Members of the People’s Council for North Wales (PCNW) spent six months gathering more than 15,000 signatures for their petition demanding the region’s withdrawal from the West Cheshire/North East Wales Sub-Regional Strategy.

Already supported by a number of local councils including Wrexham, the strategy calls for closer cross-border ties with Cheshire on major planning and economic issues.

But PCNW is bitterly opposed to the strategy, branding it “ill thought-out, extremely damaging and subversive”.

The petition organised by the group is now being considered by the Assembly’s petitions committee whose members will meet in public at Glyndwr University next Monday morning to discuss it.

PCNW at first welcomed the chance to have a proper say on the plan. But the group then learned that evidence will also be taken from the Mersey Dee Alliance, the grouping which supports the plan.

Earlier this week, PCNW leader Pol Wong said members were so angry about this they were considering boycotting the meeting in protest.

But at their own meeting on Tuesday night, PCNW members voted to attend the meeting after all.

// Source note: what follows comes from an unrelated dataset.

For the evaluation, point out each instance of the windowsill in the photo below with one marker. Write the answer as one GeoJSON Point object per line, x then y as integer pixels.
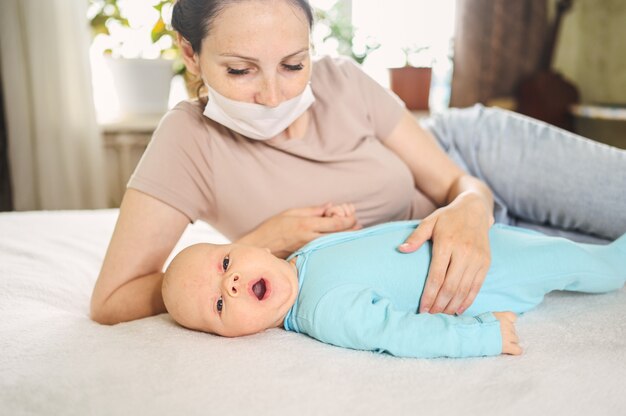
{"type": "Point", "coordinates": [146, 123]}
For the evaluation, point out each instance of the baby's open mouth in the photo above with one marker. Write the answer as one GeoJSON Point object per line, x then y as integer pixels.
{"type": "Point", "coordinates": [259, 289]}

Mr Wong said: “The fact that North East Wales is intent on building at least 20,000 houses aimed at attracting inward migration from Cheshire and Merseyside without any concerns about the increased pressure on our quality of life in North Wales is incredible.”

The committee’s session begins at 9.30am on Monday in the university’s Catrin Finch Centre, with members of the public invited to attend.